Personally, I think that expectation for any computer based system is unreasonable.
As for the things not addressed in your original post by others.
I’m assuming that you are using the MQTT 1.x binding. No 1.x bindings are supported in OH 3. Ultimately you will have to either stick with OH 2 or move to the newer and still supported MQTT binding.
Assuming all the clients publishing and subscribing to the MQTT EventBus are openHAB instances, the already mentioned Remote openHAB binding is super simple to set up and use.

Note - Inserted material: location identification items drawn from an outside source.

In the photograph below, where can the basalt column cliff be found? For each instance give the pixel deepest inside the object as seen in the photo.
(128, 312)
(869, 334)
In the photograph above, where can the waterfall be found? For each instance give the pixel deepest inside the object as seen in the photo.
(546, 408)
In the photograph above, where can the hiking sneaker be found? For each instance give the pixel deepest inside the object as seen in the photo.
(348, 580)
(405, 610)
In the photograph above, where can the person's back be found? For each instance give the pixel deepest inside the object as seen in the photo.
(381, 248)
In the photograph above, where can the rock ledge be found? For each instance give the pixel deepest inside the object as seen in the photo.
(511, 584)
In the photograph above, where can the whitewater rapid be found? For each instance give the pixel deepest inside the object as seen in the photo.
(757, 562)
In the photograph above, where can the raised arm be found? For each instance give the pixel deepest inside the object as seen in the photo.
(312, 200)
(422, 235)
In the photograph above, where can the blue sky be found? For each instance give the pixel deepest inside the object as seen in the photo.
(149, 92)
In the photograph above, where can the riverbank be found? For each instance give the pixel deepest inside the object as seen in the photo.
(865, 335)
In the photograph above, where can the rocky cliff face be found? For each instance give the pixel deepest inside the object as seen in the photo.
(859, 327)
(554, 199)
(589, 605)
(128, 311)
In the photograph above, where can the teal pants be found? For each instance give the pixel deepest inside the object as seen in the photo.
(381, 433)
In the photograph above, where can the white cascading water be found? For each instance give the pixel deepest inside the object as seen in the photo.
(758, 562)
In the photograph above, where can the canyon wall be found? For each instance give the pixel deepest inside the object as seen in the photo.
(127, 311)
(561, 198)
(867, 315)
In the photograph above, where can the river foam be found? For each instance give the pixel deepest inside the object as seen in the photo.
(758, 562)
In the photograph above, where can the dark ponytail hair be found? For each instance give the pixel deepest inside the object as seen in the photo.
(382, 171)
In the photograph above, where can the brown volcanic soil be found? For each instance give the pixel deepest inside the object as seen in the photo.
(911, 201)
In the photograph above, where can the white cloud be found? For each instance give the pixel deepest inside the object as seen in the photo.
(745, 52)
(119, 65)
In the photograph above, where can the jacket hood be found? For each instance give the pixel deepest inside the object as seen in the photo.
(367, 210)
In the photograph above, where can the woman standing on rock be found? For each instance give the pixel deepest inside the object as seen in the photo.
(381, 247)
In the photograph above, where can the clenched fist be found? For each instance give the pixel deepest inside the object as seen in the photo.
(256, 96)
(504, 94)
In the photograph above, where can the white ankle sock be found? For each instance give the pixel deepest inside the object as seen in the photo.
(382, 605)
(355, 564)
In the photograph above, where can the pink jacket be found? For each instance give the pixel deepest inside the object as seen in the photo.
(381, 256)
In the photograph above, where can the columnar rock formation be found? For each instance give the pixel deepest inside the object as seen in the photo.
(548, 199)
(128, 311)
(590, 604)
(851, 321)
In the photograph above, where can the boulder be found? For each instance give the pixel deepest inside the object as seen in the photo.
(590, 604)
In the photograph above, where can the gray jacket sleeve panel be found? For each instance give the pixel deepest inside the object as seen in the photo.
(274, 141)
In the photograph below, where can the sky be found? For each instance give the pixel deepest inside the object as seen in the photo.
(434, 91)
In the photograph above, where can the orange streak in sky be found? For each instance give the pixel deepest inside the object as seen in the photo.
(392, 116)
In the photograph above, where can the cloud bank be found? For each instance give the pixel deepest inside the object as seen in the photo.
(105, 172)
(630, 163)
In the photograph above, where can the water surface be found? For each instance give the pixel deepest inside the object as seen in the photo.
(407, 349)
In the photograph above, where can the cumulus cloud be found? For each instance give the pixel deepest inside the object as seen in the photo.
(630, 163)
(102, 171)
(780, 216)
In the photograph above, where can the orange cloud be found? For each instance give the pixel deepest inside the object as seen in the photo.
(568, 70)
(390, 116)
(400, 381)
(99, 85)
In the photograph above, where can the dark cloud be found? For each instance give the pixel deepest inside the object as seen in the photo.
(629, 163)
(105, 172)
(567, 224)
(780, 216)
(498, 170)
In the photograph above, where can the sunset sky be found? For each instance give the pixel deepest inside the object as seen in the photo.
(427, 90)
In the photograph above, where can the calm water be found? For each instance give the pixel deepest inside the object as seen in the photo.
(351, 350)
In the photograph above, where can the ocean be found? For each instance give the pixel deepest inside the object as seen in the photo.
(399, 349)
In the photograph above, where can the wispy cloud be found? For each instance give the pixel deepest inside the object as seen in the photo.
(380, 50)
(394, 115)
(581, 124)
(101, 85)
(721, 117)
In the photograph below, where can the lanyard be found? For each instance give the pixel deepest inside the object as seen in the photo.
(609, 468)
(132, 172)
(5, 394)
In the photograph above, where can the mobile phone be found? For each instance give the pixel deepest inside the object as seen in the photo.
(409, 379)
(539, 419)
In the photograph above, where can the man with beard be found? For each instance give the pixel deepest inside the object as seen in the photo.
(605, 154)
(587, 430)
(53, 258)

There is also a way to set up an MQTT EventBus with about a dozen lines of code, and it’s code you don’t even need to write. I was waiting put publish them to the marketplace but if there is a request I can publish them in a day or two. With this there is a little bit of configuration (create a broker thing and a subscription to the root of the EventBus topics) and installation three rules. If all you are using is the EventBus feature of the 1.x binding, this too is super simple to set up though it’s a little complex conceptually to avoid infinite loops.
As for looking elsewhere, I don’t think there are too many options. I know some users move to openHAB because it’s more stable and more backwards compatible than the system they were using. The home automation space is simply too dynamic, full of too many walled gardens, and contains too many continually growing standards to support “set it and forget it”.
That is not an unreasonable idea, none of us here will blame you, report back you findings if you go that route. As Rich said, the other popular choices have a reputation of being even less backwards compatible and break more often.
Well, if that was your expectation when you installed openHAB, maybe you didn’t read the Introduction in the documentation which states
Lastly, be prepared to start a new hobby: home automation.